Valentin Kunik et Guillaume de Morsier: Notre projet de recherche est né d’un doute et du manque d’éléments pour y répondre. En tant qu’architectes, nous avons été formés pour travailler en ville et dans les zones urbaines, mais qu’en est-il du suburbain? Comment proposer une architecture cohérente dans des territoires diffus? Quels sont les enjeux de mobilité, d’accessibilité et de ressources dans l’entre-deux-villes? Après de nombreuses années passées à explorer ces territoires, ce projet se veut aujourd’hui orienté vers la pratique afin d’apporter des solutions aux problèmes que les communautés hors des centres urbains rencontrent. 

Dès la fondation de notre bureau, nous avons été amenés à concevoir des projets architecturaux dans la périphérie des centres urbains (par exemple les concours pour les écoles de Prangins et de Féchy ou l’agrandissement d’une maison individuelle des années 50 …). Nous posions alors un premier constat, celui de l’absence de logique et de structure apparentes faisant de ces territoires des objets difficiles à interpréter en tant qu’architecte car ce n’est pas ni ville, ni campagne, c’est une sorte d’entre-deux. Nous avions aussi l’a priori de trouver une uniformité dans l’étalement, mais bien au contraire, nous y avons trouvé une diversité parfois plus grande que celle des centres urbains figés. Il faut dire que cette accumulation sans principe de hiérarchisation intelligible pour reprendre Paola Viganò3 véhiculait une opinion plutôt négative dans la pratique professionnelle! Les codes et les logiques de la ville ne s’y appliquent pas, les éléments de l’urbanisme classique comme la rue, la place, les alignements, le frontage, l’espace public n’y trouvent pas la forme que nous, architectes, savons lire en ville. Nous avons dû alors créer nos propres méthodes d’investigation et de lecture pour comprendre et interpréter ces territoires. Ces méthodes sont devenues par la suite des outils de projets permettant d’imaginer des réponses spécifiques dans ce contexte. 

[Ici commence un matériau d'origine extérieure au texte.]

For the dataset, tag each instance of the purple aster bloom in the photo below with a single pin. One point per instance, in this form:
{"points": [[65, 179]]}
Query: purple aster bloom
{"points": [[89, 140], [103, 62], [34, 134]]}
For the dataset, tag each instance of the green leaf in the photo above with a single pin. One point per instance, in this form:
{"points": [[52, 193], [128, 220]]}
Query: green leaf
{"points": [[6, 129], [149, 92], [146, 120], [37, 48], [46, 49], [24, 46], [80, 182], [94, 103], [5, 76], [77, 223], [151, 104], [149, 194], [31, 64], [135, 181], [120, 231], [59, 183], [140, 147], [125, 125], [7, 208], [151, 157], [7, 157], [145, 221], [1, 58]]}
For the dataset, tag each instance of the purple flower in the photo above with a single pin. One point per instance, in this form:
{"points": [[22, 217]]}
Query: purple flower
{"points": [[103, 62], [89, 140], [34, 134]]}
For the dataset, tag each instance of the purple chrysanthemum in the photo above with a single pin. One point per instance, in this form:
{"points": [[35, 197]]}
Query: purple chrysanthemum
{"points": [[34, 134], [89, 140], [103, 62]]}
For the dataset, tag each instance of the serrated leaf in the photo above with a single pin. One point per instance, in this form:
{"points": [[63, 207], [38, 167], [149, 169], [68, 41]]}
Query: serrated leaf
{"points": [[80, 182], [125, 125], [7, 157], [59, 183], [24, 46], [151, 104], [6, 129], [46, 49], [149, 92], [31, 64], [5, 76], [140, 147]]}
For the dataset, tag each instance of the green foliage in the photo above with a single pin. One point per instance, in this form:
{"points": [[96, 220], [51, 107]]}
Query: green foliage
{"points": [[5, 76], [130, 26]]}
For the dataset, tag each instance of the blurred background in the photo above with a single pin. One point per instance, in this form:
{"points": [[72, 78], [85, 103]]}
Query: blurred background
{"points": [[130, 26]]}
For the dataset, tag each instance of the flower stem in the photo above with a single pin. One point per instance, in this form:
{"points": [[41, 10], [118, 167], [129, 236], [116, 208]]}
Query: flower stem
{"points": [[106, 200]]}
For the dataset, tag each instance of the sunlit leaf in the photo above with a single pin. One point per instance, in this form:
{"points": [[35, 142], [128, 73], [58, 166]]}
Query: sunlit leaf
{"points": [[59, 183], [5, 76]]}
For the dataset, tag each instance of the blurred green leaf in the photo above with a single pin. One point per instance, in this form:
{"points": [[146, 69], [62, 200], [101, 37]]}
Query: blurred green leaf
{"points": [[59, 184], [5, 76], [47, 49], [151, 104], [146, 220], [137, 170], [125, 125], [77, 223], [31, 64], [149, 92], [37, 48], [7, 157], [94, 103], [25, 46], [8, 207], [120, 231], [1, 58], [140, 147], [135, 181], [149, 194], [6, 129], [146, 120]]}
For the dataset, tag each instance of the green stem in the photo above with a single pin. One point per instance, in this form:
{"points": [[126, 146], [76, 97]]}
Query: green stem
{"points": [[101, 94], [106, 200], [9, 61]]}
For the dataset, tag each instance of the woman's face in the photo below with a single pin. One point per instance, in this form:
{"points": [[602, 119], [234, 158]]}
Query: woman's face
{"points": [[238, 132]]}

Deux ans plus tard, lors d’un voyage au Kosovo, nous avons été saisis par l’agglomération de Pristina. Le contexte était tout autre, mais le résultat bâti présentait d’étranges similitudes avec ce que nous connaissons en Suisse.

C’est ainsi qu’a débuté notre recherche, menée sur deux fronts entre le mitage du territoire suisse et kosovar. En Suisse, c’est sous l’égide de la formule «agglomération» que ces espaces sont contenus. Leur histoire est longue et le mitage prend racine au début du 19e siècle déjà. Le géographe, sociologue et urbaniste, Christian Schmid4, que nous avons rencontré, nous en a dressé les repères – ou plutôt une inversion des repères de ce paysage de banlieue où cohabitent à la fois le centre commercial, les zones industrielles et pavillonnaires. Il décrit cette forme de densité comme la combinaison de «deux rêves»: celui de la ville, forme concentrée de la civilisation et source d’innovation sociale, et celui du village où chacun possède sa maison et son morceau de territoire. 

Au Kosovo, l’histoire de ce mitage est toute autre. Elle repose sur l’absence de planification urbaine après la guerre de Yougoslavie entre 1991 et 2001 selon Dugi Hasimja5. En effet, la sphère privée a eu l’opportunité de se reconstruire avec l’aide internationale et notamment celle de la Suisse, en occupant le territoire à l’échelle des champs dont nous pouvons encore lire le système parcellaire agricole précédant. D’autre part, en contradiction avec ce vide politique, la population kosovare y a vu la possibilité de reconstruire son identité nationale par sa présence sur le territoire. Tout s’est joué lors des dernières décennies et selon un widespread pattern pour reprendre l’analyse de Jean-Louis Cohen concernant les territoires sous l’aire d’influence soviétique6. Il faut souligner également, comme le disent Florina Jerliu et Kai Vöckler que le retour de la diaspora kosovare au pays a fait rebondir l’économie grâce à leurs investissements, contribuant ainsi à la création d’un marché de la construction7. Si cette dynamique a répondu à la pénurie de logements à Pristina pour une population ayant soudainement doublée, elle a également été le véhicule de diffusion des modèles d’architecture et d’étalement urbain.

Cependant, nos observations de ces paysages suburbains offrent étrangement une apparente familiarité entre ces deux pays. Cela a marqué, dans notre esprit d’architecte, un point de départ. Comment est-ce possible que deux situations que tout semble opposer créent une architecture si similaire? Nous avons alors cherché dans les deux pays des spécialistes avec qui parler pour comprendre ces territoires et y développer des outils de travail. Nous avons été très vite été rejoints par Rozafa Basha, professeur assistante à l’Université de Pristina et par Ibai Rigby, architecte, urbaniste et critique basé à Austin (TX)8.

Parallel Sprawl…le mot parallel est important pour engager le débat sur ce phénomène planétaire d’étalement urbain. Comment votre projet s’inscrit-il dans une discussion critique sur la pratique architecturale?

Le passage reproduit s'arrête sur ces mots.